In order to qualify for the reduced tax rate (for base rate entities), no more than 80% of a company’s total assessable income can be defined as passive income.
But, what does base-rate-entity passive income mean in this context?
Well, according to the new section 23AB of the ITR (income tax rates) Act, base rate entity passive income can include the following:
- Franking credits (dividends paid out to shareholders which are exempt from that individual’s assessable income)
- Interest, royalties, and rent
- A gain on a qualifying security
- A net capital gain
But, the ATO plans on further reducing the amount of corporation tax that base rate entities have to pay over the following few years. For the 2020-21 tax year, base rate entities will be obliged to pay the ATO 26% of their taxable income, with this falling to 25% for the 2021-22 tax year.
Are there any other types of corporation tax?
If your company has any employees earning above $450 per month (and who are over the age of 18), then you’ll also need to pay superannuation.

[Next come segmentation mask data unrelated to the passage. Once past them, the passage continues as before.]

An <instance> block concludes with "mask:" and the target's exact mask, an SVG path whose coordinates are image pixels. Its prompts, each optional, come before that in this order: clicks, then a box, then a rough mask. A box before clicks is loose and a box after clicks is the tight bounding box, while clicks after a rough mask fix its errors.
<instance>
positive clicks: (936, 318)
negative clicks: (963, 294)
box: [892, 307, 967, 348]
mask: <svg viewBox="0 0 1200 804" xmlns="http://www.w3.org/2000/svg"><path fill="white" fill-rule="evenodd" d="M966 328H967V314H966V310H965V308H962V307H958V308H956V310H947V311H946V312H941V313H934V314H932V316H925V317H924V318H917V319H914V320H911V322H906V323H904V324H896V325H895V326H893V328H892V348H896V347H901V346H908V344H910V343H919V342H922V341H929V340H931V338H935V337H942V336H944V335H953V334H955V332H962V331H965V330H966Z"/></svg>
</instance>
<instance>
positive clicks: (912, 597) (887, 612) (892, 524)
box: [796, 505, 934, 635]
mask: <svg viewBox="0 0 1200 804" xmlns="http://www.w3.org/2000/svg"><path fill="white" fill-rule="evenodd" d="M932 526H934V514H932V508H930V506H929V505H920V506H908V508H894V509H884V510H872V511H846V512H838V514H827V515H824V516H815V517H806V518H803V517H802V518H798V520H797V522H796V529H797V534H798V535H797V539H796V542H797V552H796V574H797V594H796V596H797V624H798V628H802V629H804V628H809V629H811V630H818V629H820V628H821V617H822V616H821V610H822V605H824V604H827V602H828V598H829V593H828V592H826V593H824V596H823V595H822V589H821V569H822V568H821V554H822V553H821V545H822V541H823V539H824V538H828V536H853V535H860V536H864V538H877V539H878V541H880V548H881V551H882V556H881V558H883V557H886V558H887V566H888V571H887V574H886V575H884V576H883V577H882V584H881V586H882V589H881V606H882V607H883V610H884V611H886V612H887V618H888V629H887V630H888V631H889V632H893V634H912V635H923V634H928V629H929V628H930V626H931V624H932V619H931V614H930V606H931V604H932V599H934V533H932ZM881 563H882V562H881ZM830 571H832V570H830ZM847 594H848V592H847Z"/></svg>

According to the ATO, superannuation (a.k.a. super) is ‘money put aside by your employer over your working life for you to live on when you retire from work.’
The super rate is currently set at 9.5% — that’s to say, employers have to put aside $9.50 for every $100 that their employees earn.Superannuation guarantee contributionsare going to be increased to 10% as of July 1st, 2021.
Mastering your taxes and making nice with the ATO
We hope that you’ve found this guide useful and that it’s answered any questions you might’ve had about tax brackets in general, as well as how Australian income tax works for both individuals and businesses.
Now it’s up to you. Go out there and use all available tools to start making the tax system work for you, fostering a great working relationship with the ATO in the process.